Enterprise resource planning (ERP) provider Jesta I.S. has launched what it calls a “major” upgrade to one of its “four foundational software pillars.”
According to a Thursday (Aug. 25) news release, Vision S&D 22.0 comes with new features, functionalities and integrations designed to optimize product journeys, material resource planning and product data and lifecycle management.
“Compressing the design-to-delivery time of new products and directly connecting wholesalers and retailers with overseas manufacturers through Jesta’s global, cloud collaboration platform will transform product journeys, minimize supply chain challenges, and offer brand manufacturers and wholesalers the agility needed to optimize time to market in order to meet rapidly changing consumer demand,” said Arvind Gupta, president of Jesta I.S.
Read more: How ERP Can Aid B2B Payment Operations
The update features product development tools such as the ability to mass manage attributes for new and current products and to assign images and extended text to multiple products for web stores, the Montreal-based company said.
“The tools boost efficiency helping manufacturers get new catalogs and products to sales channels faster. The new catalogs make it easy for manufacturers to include experiential product details to help consumers with purchasing decisions,” the release said.
New procurement tools include ones that make it easier to create and manage draw-down raw material purchase orders for faster turnaround of procurement and distribution of raw materials to factories and suppliers.
PYMNTS spoke recently with a group of supply chain professionals who spoke about the need to “overhaul the entire post-load segment of the supply chain.”
The pandemic has highlighted the trouble truckers face in making deliveries.
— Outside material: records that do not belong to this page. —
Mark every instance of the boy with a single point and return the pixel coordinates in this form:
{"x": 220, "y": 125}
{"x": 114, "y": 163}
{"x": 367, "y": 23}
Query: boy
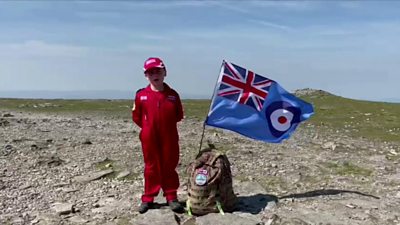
{"x": 156, "y": 110}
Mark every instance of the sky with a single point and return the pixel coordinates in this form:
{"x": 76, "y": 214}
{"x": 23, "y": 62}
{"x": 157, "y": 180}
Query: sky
{"x": 348, "y": 48}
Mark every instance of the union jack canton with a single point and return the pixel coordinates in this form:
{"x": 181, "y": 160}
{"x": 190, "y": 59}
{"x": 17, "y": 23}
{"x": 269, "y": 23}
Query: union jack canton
{"x": 243, "y": 86}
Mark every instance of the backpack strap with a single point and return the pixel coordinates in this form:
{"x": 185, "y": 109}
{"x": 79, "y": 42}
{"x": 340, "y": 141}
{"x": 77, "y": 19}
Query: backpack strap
{"x": 216, "y": 155}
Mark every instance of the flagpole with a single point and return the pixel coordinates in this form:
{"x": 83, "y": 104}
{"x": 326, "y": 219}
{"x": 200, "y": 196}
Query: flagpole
{"x": 212, "y": 100}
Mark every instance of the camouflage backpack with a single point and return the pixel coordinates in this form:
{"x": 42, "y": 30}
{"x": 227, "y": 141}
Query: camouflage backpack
{"x": 210, "y": 184}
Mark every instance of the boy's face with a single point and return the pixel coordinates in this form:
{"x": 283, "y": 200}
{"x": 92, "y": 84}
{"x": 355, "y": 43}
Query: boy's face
{"x": 155, "y": 76}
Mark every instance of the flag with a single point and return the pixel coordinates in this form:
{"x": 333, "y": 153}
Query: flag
{"x": 255, "y": 106}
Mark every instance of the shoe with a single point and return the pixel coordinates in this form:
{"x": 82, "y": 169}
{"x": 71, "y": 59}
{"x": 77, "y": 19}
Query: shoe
{"x": 144, "y": 206}
{"x": 175, "y": 206}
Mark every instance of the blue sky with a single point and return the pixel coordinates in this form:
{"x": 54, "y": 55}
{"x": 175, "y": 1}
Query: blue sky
{"x": 349, "y": 48}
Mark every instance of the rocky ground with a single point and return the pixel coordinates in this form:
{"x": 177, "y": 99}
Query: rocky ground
{"x": 76, "y": 169}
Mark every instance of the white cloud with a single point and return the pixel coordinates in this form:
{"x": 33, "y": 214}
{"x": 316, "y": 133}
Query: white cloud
{"x": 36, "y": 48}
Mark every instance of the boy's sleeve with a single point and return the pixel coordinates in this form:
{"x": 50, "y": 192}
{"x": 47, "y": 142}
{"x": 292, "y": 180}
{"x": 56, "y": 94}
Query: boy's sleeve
{"x": 179, "y": 109}
{"x": 137, "y": 111}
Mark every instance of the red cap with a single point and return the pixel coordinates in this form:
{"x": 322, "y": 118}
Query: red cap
{"x": 153, "y": 62}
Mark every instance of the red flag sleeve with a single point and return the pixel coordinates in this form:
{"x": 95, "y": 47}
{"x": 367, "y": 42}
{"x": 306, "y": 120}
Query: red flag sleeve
{"x": 137, "y": 111}
{"x": 179, "y": 109}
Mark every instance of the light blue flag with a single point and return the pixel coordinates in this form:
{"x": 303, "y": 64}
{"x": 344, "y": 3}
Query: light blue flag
{"x": 255, "y": 106}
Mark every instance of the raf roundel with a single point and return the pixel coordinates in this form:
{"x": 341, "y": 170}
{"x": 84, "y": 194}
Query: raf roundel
{"x": 281, "y": 116}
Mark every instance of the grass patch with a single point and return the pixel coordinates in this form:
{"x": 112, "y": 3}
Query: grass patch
{"x": 372, "y": 120}
{"x": 375, "y": 120}
{"x": 346, "y": 168}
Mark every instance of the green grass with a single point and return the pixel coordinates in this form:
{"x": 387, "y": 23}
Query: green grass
{"x": 372, "y": 120}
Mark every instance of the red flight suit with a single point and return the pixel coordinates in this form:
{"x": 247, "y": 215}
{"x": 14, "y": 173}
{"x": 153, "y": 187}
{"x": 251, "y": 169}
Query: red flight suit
{"x": 157, "y": 113}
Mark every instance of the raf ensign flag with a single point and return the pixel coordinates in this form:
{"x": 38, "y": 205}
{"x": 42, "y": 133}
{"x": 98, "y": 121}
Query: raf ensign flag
{"x": 255, "y": 106}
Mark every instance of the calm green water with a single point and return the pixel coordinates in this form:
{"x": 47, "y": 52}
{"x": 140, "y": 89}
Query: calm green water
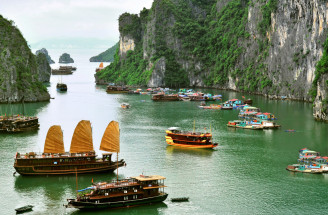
{"x": 245, "y": 175}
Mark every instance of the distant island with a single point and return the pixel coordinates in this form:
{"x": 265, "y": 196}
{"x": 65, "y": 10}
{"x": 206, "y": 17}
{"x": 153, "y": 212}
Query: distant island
{"x": 21, "y": 72}
{"x": 45, "y": 52}
{"x": 65, "y": 58}
{"x": 106, "y": 56}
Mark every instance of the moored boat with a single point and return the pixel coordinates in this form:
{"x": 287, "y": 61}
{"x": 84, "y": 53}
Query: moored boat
{"x": 164, "y": 97}
{"x": 80, "y": 159}
{"x": 24, "y": 209}
{"x": 181, "y": 199}
{"x": 244, "y": 124}
{"x": 125, "y": 105}
{"x": 128, "y": 192}
{"x": 116, "y": 89}
{"x": 212, "y": 106}
{"x": 61, "y": 87}
{"x": 176, "y": 137}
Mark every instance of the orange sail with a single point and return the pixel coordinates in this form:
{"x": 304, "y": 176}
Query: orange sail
{"x": 54, "y": 141}
{"x": 82, "y": 138}
{"x": 110, "y": 141}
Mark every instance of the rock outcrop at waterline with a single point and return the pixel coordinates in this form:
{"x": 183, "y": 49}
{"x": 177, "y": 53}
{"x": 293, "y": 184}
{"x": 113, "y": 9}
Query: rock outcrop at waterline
{"x": 65, "y": 58}
{"x": 45, "y": 52}
{"x": 265, "y": 47}
{"x": 20, "y": 70}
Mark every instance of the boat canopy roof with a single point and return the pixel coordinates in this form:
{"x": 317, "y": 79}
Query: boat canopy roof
{"x": 54, "y": 141}
{"x": 110, "y": 141}
{"x": 173, "y": 128}
{"x": 82, "y": 138}
{"x": 149, "y": 178}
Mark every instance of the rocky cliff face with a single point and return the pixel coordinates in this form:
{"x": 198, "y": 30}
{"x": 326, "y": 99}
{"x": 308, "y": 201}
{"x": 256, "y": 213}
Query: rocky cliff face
{"x": 45, "y": 52}
{"x": 268, "y": 47}
{"x": 65, "y": 58}
{"x": 19, "y": 73}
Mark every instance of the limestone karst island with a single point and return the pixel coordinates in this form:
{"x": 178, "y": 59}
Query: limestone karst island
{"x": 164, "y": 107}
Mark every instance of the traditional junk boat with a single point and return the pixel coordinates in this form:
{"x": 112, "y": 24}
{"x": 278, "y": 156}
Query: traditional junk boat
{"x": 128, "y": 192}
{"x": 81, "y": 158}
{"x": 18, "y": 123}
{"x": 120, "y": 193}
{"x": 176, "y": 137}
{"x": 116, "y": 89}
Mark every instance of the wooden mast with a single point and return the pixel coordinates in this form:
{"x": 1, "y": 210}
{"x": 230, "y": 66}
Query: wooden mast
{"x": 76, "y": 183}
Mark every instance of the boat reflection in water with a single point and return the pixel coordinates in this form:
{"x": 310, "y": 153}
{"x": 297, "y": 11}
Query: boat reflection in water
{"x": 191, "y": 151}
{"x": 154, "y": 209}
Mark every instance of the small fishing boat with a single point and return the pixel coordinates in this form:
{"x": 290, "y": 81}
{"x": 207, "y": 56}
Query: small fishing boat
{"x": 164, "y": 97}
{"x": 111, "y": 89}
{"x": 226, "y": 106}
{"x": 290, "y": 130}
{"x": 307, "y": 169}
{"x": 24, "y": 209}
{"x": 18, "y": 123}
{"x": 244, "y": 124}
{"x": 181, "y": 199}
{"x": 176, "y": 137}
{"x": 125, "y": 105}
{"x": 61, "y": 87}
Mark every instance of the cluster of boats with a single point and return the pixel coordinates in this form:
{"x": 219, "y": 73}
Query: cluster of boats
{"x": 310, "y": 162}
{"x": 81, "y": 158}
{"x": 18, "y": 123}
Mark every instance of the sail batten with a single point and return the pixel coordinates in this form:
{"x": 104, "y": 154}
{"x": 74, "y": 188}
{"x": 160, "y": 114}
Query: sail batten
{"x": 110, "y": 141}
{"x": 82, "y": 138}
{"x": 54, "y": 141}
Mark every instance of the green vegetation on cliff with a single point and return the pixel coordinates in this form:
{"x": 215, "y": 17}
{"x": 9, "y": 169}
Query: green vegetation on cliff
{"x": 106, "y": 56}
{"x": 321, "y": 68}
{"x": 194, "y": 31}
{"x": 19, "y": 75}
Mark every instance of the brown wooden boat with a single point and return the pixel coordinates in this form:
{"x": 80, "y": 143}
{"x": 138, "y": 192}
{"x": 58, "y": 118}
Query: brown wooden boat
{"x": 116, "y": 89}
{"x": 176, "y": 137}
{"x": 18, "y": 123}
{"x": 80, "y": 159}
{"x": 130, "y": 192}
{"x": 163, "y": 97}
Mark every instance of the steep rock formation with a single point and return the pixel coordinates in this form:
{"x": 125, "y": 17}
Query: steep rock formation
{"x": 45, "y": 52}
{"x": 19, "y": 73}
{"x": 106, "y": 56}
{"x": 320, "y": 110}
{"x": 65, "y": 58}
{"x": 268, "y": 47}
{"x": 44, "y": 70}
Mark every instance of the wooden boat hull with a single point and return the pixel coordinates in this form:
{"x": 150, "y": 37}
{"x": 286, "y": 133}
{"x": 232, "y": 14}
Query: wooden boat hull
{"x": 170, "y": 141}
{"x": 116, "y": 91}
{"x": 24, "y": 209}
{"x": 246, "y": 127}
{"x": 37, "y": 170}
{"x": 72, "y": 203}
{"x": 312, "y": 171}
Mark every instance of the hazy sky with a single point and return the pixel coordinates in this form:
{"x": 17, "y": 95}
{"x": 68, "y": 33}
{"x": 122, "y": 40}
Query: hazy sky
{"x": 41, "y": 20}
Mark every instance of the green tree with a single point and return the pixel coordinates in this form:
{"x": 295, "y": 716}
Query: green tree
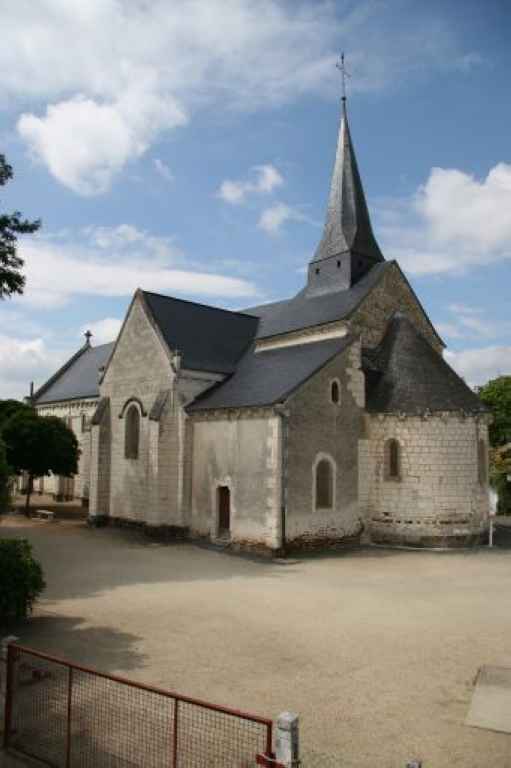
{"x": 5, "y": 475}
{"x": 39, "y": 445}
{"x": 21, "y": 579}
{"x": 9, "y": 407}
{"x": 497, "y": 395}
{"x": 11, "y": 225}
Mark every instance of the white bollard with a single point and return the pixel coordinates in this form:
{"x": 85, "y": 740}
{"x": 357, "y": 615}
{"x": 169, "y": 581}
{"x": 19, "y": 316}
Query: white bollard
{"x": 286, "y": 742}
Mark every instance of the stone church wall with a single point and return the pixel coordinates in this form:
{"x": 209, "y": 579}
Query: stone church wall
{"x": 140, "y": 369}
{"x": 438, "y": 499}
{"x": 319, "y": 428}
{"x": 240, "y": 450}
{"x": 390, "y": 295}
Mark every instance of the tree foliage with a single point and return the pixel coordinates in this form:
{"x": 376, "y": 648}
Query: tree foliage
{"x": 21, "y": 579}
{"x": 5, "y": 475}
{"x": 497, "y": 395}
{"x": 39, "y": 445}
{"x": 11, "y": 225}
{"x": 9, "y": 407}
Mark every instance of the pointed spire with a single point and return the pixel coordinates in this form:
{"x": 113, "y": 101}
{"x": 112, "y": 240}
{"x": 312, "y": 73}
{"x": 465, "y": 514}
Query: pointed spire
{"x": 347, "y": 226}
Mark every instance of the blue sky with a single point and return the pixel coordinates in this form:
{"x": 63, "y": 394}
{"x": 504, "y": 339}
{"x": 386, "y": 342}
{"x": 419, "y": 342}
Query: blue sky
{"x": 186, "y": 147}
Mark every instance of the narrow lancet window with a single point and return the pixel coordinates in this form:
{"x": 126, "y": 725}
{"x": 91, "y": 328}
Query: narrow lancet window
{"x": 324, "y": 485}
{"x": 392, "y": 460}
{"x": 482, "y": 461}
{"x": 132, "y": 433}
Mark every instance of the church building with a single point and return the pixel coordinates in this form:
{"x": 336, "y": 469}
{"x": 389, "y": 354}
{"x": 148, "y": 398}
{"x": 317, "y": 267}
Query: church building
{"x": 323, "y": 419}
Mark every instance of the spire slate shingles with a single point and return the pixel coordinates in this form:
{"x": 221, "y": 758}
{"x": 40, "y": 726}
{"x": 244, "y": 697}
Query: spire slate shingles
{"x": 347, "y": 225}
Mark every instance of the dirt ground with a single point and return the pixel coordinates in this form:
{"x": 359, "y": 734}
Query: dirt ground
{"x": 376, "y": 650}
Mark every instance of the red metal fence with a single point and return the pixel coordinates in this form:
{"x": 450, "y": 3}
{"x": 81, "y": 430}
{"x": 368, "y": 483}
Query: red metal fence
{"x": 69, "y": 716}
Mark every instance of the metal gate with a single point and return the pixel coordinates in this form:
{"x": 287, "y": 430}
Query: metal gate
{"x": 69, "y": 716}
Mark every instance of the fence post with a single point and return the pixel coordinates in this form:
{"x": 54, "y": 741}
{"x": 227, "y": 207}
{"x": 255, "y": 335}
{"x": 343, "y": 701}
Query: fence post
{"x": 8, "y": 657}
{"x": 69, "y": 711}
{"x": 287, "y": 743}
{"x": 174, "y": 734}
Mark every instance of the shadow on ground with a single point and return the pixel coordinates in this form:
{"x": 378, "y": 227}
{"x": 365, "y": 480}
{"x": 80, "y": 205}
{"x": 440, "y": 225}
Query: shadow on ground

But shippers face their own pressures, especially when it comes to sourcing goods, said Mark Baxa, president and CEO of Council of Supply Chain Management Professionals.
Cash preservation has become part of their business model, Baxa stressed, where the sourcing team represents anywhere from 40% to 60% of the total top line. Unsurprisingly, the standard practice has been to collect payment early, and to pay out late — to extend payment terms. That leaves carriers paying for operating costs out of pocket as they wait for payment from the shipper, with carrier payment terms sometimes exceeding 120 or more days.